И вид у Чепика такой забавный, что я не могу удержаться от улыбки.

— Что случилось, товарищи?

— Мы вспомнили, как Журавка поймал Гитлера. То есть не совсем поймал, — еще не оправившись от смущения и придерживая на носу свое пенсне, говорит Чепик. — Это очень смешно. И мы...

— Гитлера поймали? А ну-ка, расскажите. И Чепик рассказывает.

Это было недели через три после окончания войны. В комендатуру вбегает Журавка, натыкается в коридоре на Чепика и выпаливает:

— Сцапал Гитлера. Доложи подполковнику Перервину.

Через несколько минут Журавка входит в кабинет Перервина, подталкивая перед собой плюгавого человечка с шарманкой за плечами. На нем поношенный пиджак с зеленой окантовкой, старая мятая шляпа, темные дымчатые очки.

— Скажите, пусть снимет шляпу и очки, — приказывает Перервин.

Шарманщик трясущимися руками сдергивает шляпу, сует в карман очки, и перед Перервиным — вылитый [90] Гитлер: покатый лоб, падающая на лицо прядь темных волос, черные усики, блуждающие глаза.

— Доложите, старший сержант! — взволнованно бросает Перервин.

Журавка докладывает, как он, патрулируя на Мариахильферштрассе, увидел на углу шарманщика. Около него стояла группа венцев. Журавка подошел и обомлел: Гитлер.

— Ну, я його, звичайно, за шиворот и в комендатуру.

— Спросите его, Чепик, кто он.

Шарманщик насмерть перепугал. Он понял, что его приняли за Гитлера, — очевидно, это случалось с ним не раз, — что он в советской комендатуре и его, конечно, расстреляют. Немедленно расстреляют.

У бедняги подкосились ноги. Он сгорбился, словно шарманка придавила его к земле. И только тихо бормотал: «Я не Гитлер! Я не Гитлер!».
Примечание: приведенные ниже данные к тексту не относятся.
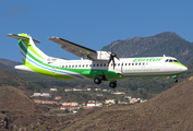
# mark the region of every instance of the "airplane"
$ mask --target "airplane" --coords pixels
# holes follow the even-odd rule
[[[88,79],[94,80],[95,84],[110,81],[109,86],[116,88],[118,81],[128,78],[172,76],[177,83],[178,75],[188,71],[188,68],[173,57],[164,55],[164,57],[118,58],[114,51],[96,51],[60,37],[48,39],[82,59],[53,58],[38,49],[35,44],[39,41],[27,34],[7,36],[19,40],[23,64],[15,66],[15,69],[56,79]]]

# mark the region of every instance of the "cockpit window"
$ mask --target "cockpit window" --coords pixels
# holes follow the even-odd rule
[[[172,59],[170,59],[170,60],[169,60],[169,62],[173,62],[173,60],[172,60]]]
[[[179,62],[177,59],[167,59],[165,62]]]
[[[173,60],[173,62],[179,62],[178,60]]]

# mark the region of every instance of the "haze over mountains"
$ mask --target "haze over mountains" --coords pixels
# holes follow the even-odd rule
[[[34,104],[27,95],[40,92],[44,87],[50,88],[55,84],[63,88],[77,85],[82,85],[80,87],[94,86],[93,81],[59,81],[17,72],[13,67],[19,62],[0,59],[0,70],[3,70],[0,71],[0,130],[192,131],[193,60],[191,55],[193,44],[174,33],[161,33],[148,38],[136,37],[112,43],[113,48],[117,45],[120,45],[117,53],[121,57],[141,56],[140,51],[143,50],[144,56],[147,52],[149,56],[152,52],[154,53],[152,56],[165,53],[176,57],[181,62],[184,61],[182,63],[188,64],[189,71],[179,78],[180,82],[184,81],[174,85],[172,80],[166,78],[129,79],[120,82],[121,87],[118,88],[131,91],[131,95],[143,98],[160,94],[144,104],[113,105],[82,110],[73,116],[46,117],[43,115],[45,110]],[[110,50],[108,46],[104,47],[104,50],[106,48]],[[102,83],[101,87],[106,87],[106,84]]]

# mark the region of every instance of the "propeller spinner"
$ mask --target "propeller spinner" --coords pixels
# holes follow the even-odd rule
[[[119,47],[119,46],[116,47],[114,51],[112,51],[112,48],[111,48],[111,52],[108,52],[108,51],[106,50],[106,51],[110,55],[110,59],[109,59],[107,66],[109,66],[109,63],[110,63],[111,60],[112,60],[113,70],[114,70],[114,67],[116,67],[114,58],[117,58],[118,60],[120,60],[119,57],[114,53],[118,47]]]

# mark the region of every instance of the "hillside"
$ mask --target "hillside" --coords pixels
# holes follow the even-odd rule
[[[0,70],[0,86],[15,86],[24,91],[27,95],[41,90],[40,85],[26,81],[15,73],[3,70]]]
[[[193,76],[144,104],[114,105],[79,112],[63,131],[192,131],[192,96]]]
[[[193,61],[193,43],[186,41],[176,33],[165,32],[150,37],[134,37],[126,40],[116,40],[101,50],[112,50],[119,46],[116,53],[120,58],[162,56],[174,57],[183,64]]]

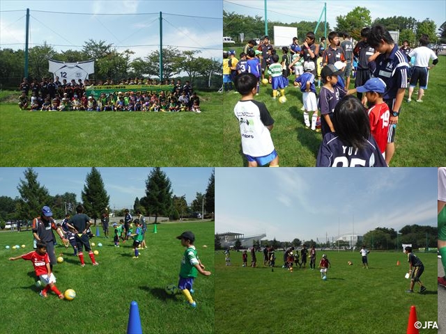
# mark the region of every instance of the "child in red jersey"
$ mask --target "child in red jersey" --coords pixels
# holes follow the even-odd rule
[[[389,106],[383,100],[385,88],[385,83],[380,78],[369,79],[364,86],[356,88],[357,92],[365,93],[367,102],[372,105],[367,111],[370,120],[370,132],[385,158],[390,118]]]
[[[51,289],[59,296],[59,299],[63,299],[63,294],[57,289],[54,284],[56,283],[56,277],[51,271],[49,257],[47,253],[47,244],[45,243],[39,241],[37,243],[36,250],[9,258],[10,261],[19,259],[28,260],[33,262],[36,275],[40,278],[40,282],[45,284],[45,288],[40,292],[40,296],[45,298],[47,297],[47,293]]]
[[[327,276],[327,271],[328,270],[329,266],[332,267],[331,263],[330,263],[330,261],[327,258],[327,255],[323,254],[321,262],[319,262],[319,268],[321,268],[321,278]]]

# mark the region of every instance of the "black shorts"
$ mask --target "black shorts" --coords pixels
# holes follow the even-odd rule
[[[358,68],[356,71],[356,77],[355,79],[355,87],[363,86],[365,82],[370,79],[370,70]]]
[[[414,282],[417,282],[420,280],[420,276],[424,271],[424,266],[422,264],[421,266],[415,267],[413,268],[412,271],[412,277],[410,279],[413,280]]]
[[[415,66],[413,67],[412,77],[410,77],[410,85],[415,87],[417,83],[420,84],[420,88],[422,89],[427,88],[427,78],[429,72],[427,67],[420,67]]]
[[[77,249],[79,252],[82,251],[82,248],[85,248],[85,250],[87,252],[91,250],[89,234],[82,234],[81,237],[79,237],[76,234],[76,244],[77,245]]]

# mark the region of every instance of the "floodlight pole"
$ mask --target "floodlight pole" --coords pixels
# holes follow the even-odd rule
[[[162,13],[160,12],[160,82],[162,82]]]
[[[28,79],[28,41],[29,39],[29,8],[26,8],[26,27],[25,31],[25,74]]]
[[[314,34],[316,35],[316,32],[318,31],[318,28],[319,27],[319,24],[321,23],[321,19],[322,19],[322,14],[324,14],[324,20],[325,20],[325,29],[324,29],[324,37],[325,38],[325,47],[327,48],[327,3],[325,2],[323,4],[323,9],[322,12],[321,12],[321,15],[319,15],[319,19],[318,20],[318,24],[316,25],[316,28],[314,29]]]
[[[265,0],[265,35],[268,35],[268,10],[266,10],[266,1]]]

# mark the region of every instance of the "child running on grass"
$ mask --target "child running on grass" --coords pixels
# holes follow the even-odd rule
[[[15,261],[19,259],[27,260],[33,262],[36,276],[40,279],[40,282],[45,285],[45,288],[40,293],[41,296],[47,297],[48,295],[47,294],[51,289],[59,296],[59,299],[63,299],[63,294],[57,289],[54,284],[56,283],[56,277],[51,271],[49,257],[47,253],[47,244],[45,243],[38,241],[36,250],[9,258],[10,261]]]
[[[242,73],[236,77],[235,84],[242,98],[236,104],[234,113],[240,125],[242,148],[248,166],[269,164],[278,167],[279,156],[270,134],[274,120],[265,104],[254,100],[257,79],[251,73]]]
[[[181,246],[186,247],[183,260],[181,260],[181,268],[180,269],[180,280],[178,281],[178,289],[186,297],[187,304],[192,307],[197,307],[197,302],[192,299],[192,294],[194,293],[194,280],[198,276],[198,273],[205,276],[210,275],[210,271],[204,270],[200,259],[198,257],[197,249],[194,246],[195,235],[191,231],[185,231],[178,235],[176,239],[181,240]]]
[[[130,232],[130,237],[133,238],[133,250],[134,250],[134,259],[137,259],[139,256],[139,251],[138,250],[138,247],[141,244],[143,241],[143,232],[142,228],[141,227],[141,223],[139,223],[139,219],[135,219],[133,221],[134,225],[136,226],[136,229],[134,230],[134,233],[132,233]]]
[[[300,86],[302,92],[302,100],[304,105],[304,122],[305,127],[309,129],[309,112],[312,112],[311,128],[313,131],[320,132],[321,129],[316,129],[316,122],[318,119],[318,103],[316,99],[316,87],[314,86],[314,63],[306,61],[304,63],[305,71],[301,76],[294,80],[294,86]]]
[[[321,262],[319,262],[321,278],[324,276],[327,276],[327,271],[328,270],[329,267],[332,267],[332,264],[330,263],[328,258],[327,258],[327,255],[325,254],[323,254],[322,259],[321,259]]]
[[[417,257],[417,255],[412,253],[412,247],[410,246],[406,246],[404,253],[407,254],[407,262],[409,262],[409,276],[410,278],[410,288],[406,292],[410,294],[413,293],[413,287],[416,282],[420,285],[420,293],[422,294],[426,290],[426,287],[420,280],[420,277],[424,271],[423,262],[421,262],[420,258]]]

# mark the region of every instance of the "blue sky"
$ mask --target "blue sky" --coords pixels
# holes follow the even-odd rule
[[[42,44],[46,41],[48,45],[66,45],[54,46],[58,51],[70,49],[82,50],[84,42],[91,38],[96,41],[105,40],[115,46],[122,45],[123,47],[117,47],[118,51],[130,49],[136,53],[134,57],[143,57],[159,46],[158,18],[160,12],[162,12],[164,45],[177,46],[180,51],[201,49],[199,55],[203,57],[222,58],[221,0],[2,0],[0,1],[0,47],[24,48],[26,8],[30,10],[31,43]],[[9,12],[17,10],[20,11]],[[140,13],[151,14],[137,15]]]
[[[327,21],[330,23],[331,28],[336,26],[337,16],[345,15],[357,6],[367,8],[370,11],[372,21],[378,17],[391,17],[392,16],[412,17],[418,21],[422,21],[429,17],[433,19],[437,27],[446,21],[446,1],[444,0],[422,1],[413,0],[369,0],[362,1],[351,0],[313,0],[311,1],[268,0],[268,19],[284,23],[296,21],[317,21],[323,9],[324,2],[327,3]],[[244,15],[259,15],[263,17],[264,3],[264,0],[224,0],[223,9],[230,13],[236,12]],[[322,19],[323,19],[323,15]],[[305,33],[307,31],[303,32],[303,33]],[[299,32],[298,33],[300,37]],[[259,32],[259,35],[263,34],[264,31]]]
[[[215,169],[215,231],[325,241],[437,225],[437,169]]]
[[[0,168],[0,196],[15,198],[20,196],[17,186],[20,179],[24,180],[22,168]],[[84,189],[86,175],[90,168],[36,168],[40,185],[45,186],[49,194],[61,195],[66,192],[75,193],[80,202],[81,191]],[[133,207],[135,198],[146,195],[146,180],[151,168],[98,168],[110,196],[110,207],[122,209]],[[204,193],[211,168],[163,168],[169,178],[174,195],[186,196],[187,204],[195,199],[197,192]]]

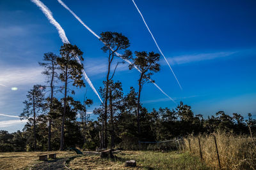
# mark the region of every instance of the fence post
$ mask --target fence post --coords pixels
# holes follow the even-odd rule
[[[179,139],[178,139],[178,144],[179,144],[179,148],[180,148],[180,152],[181,152],[181,148],[180,148],[180,141]]]
[[[202,155],[201,144],[200,143],[200,138],[199,137],[198,137],[198,144],[199,144],[199,150],[200,150],[201,160],[203,160],[203,155]]]
[[[214,138],[215,146],[216,146],[216,152],[217,152],[217,156],[218,156],[218,160],[219,161],[220,169],[221,169],[221,166],[220,166],[219,152],[218,151],[217,142],[216,142],[216,140],[215,135],[213,135],[213,137],[214,137]]]
[[[191,146],[190,146],[190,139],[189,138],[188,138],[188,144],[189,145],[190,152],[191,152]]]

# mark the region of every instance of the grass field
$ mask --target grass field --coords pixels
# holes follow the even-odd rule
[[[29,169],[40,163],[38,155],[49,152],[0,152],[0,169]],[[76,155],[74,152],[54,152],[58,158],[70,157]]]
[[[0,169],[29,169],[43,161],[38,155],[49,152],[0,153]],[[57,152],[58,158],[72,157],[73,152]],[[72,169],[209,169],[196,157],[188,153],[122,151],[116,159],[100,159],[99,155],[77,157],[67,165]],[[136,160],[136,168],[125,167],[127,160]]]
[[[216,136],[221,167],[223,169],[256,169],[256,143],[250,136],[228,133],[214,134]],[[204,162],[212,169],[219,168],[216,145],[212,134],[190,136],[185,139],[186,148],[200,157],[198,137]]]
[[[115,155],[113,159],[79,157],[71,160],[68,166],[72,169],[209,169],[188,153],[123,151]],[[136,161],[137,167],[125,167],[125,162],[131,159]]]

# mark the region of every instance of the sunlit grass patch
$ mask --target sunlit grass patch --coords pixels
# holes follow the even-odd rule
[[[99,155],[85,155],[71,160],[72,169],[209,169],[197,157],[188,153],[123,151],[116,159],[100,159]],[[125,167],[125,162],[134,159],[136,167]]]
[[[76,155],[74,152],[51,152],[58,153],[58,158],[70,157]],[[48,153],[49,152],[1,152],[0,169],[29,169],[40,161],[38,155],[41,153]]]

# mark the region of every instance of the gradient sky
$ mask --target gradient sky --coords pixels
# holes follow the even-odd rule
[[[63,1],[97,34],[121,32],[129,39],[132,52],[159,52],[131,0]],[[84,69],[98,90],[107,71],[102,43],[57,1],[42,2],[70,43],[84,52]],[[161,71],[152,78],[167,94],[205,117],[220,110],[245,117],[248,113],[256,115],[255,1],[135,2],[183,88],[161,56]],[[22,112],[27,92],[44,83],[38,62],[45,52],[59,54],[62,42],[56,28],[29,0],[0,1],[0,130],[13,132],[25,124],[15,117]],[[122,81],[125,94],[131,86],[138,89],[136,70],[124,64],[117,71],[115,80]],[[93,100],[92,112],[100,101],[87,84],[74,97],[82,101],[84,95]],[[141,102],[149,111],[177,106],[152,84],[143,87]]]

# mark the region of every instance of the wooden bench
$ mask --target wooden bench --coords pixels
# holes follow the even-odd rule
[[[46,154],[38,155],[40,160],[47,160],[47,157],[49,155],[49,159],[56,159],[57,153],[51,153]]]

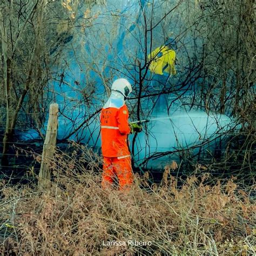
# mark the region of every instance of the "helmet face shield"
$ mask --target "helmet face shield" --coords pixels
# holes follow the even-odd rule
[[[111,90],[121,93],[126,99],[132,91],[132,86],[126,79],[119,78],[113,83]]]
[[[128,88],[128,86],[125,86],[124,87],[124,96],[127,98],[128,95],[130,94],[130,90]]]

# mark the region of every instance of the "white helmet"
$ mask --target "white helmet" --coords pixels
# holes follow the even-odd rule
[[[120,78],[113,83],[111,90],[120,92],[124,97],[127,98],[132,92],[132,86],[126,79]]]

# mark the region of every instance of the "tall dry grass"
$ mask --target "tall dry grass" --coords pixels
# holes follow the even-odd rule
[[[97,157],[85,148],[56,156],[54,180],[44,191],[2,182],[2,253],[255,254],[256,208],[249,196],[255,187],[240,189],[234,179],[214,183],[207,174],[178,187],[166,171],[159,185],[136,176],[129,191],[104,191]],[[126,244],[105,245],[111,241]]]

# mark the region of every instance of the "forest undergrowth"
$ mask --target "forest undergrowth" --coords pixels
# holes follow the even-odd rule
[[[166,170],[159,184],[146,173],[103,190],[97,157],[57,154],[44,190],[1,181],[1,254],[255,255],[255,186],[204,173],[178,186]]]

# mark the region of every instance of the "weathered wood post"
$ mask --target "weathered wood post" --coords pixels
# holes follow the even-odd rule
[[[57,103],[52,103],[50,105],[46,135],[43,148],[41,166],[39,173],[38,187],[39,188],[47,186],[49,181],[51,180],[50,167],[56,145],[58,111],[58,105]]]

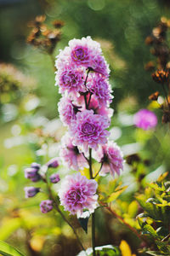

Перервин слушал его, внимательно приглядывался и начал сомневаться.

Нет, едва ли это Гитлер. Даже если допустить, что Гитлер жив, он не выбрал бы своим убежищем Вену, скорее, Испанию, Аргентину...

Слух о том, что советский солдат поймал Гитлера, быстро разнесся по Вене. У нашей комендатуры собралась толпа любопытных. И когда недоразумение окончательно выяснилось и шарманщик вышел на улицу, венцы встретили его громкими приветствиями: надо полагать, кое-кто из них знал этого шарманщика.

А он стоял среди толпы, размахивал руками, блаженно улыбался и кричал: «Я не Гитлер! Я не Гитлер!»

— И должен вам сказать, товарищ полковник, — заканчивает свой рассказ Чепик, — над товарищем Журавкой добрый месяц потешались его сослуживцы.

Журавка добродушно улыбается и говорит:

— Да, то була велика смиховина. А черт его знав! Думка така була, як краще. Ну ничего. В таких случаях лучше пересолыть, чем недосолыть. — И, помолчав, Журавка добавил: — Да, товарищ полковник, цэ був Федот, да не тот. Хай вин сказыться. У меня аж очи с сорому заболилы... Да, нияк не можу я гада поймать, товарищ полковник, — с грустью в голосе заканчивает Журавка.

— А пробовали?

— Товарищ Журавка начал с того, что меня арестовал, [91] — засмеялся Чепик. — Помните, я вам рассказывал о первом дне, когда советские войска вошли в Вену. Вот тогда...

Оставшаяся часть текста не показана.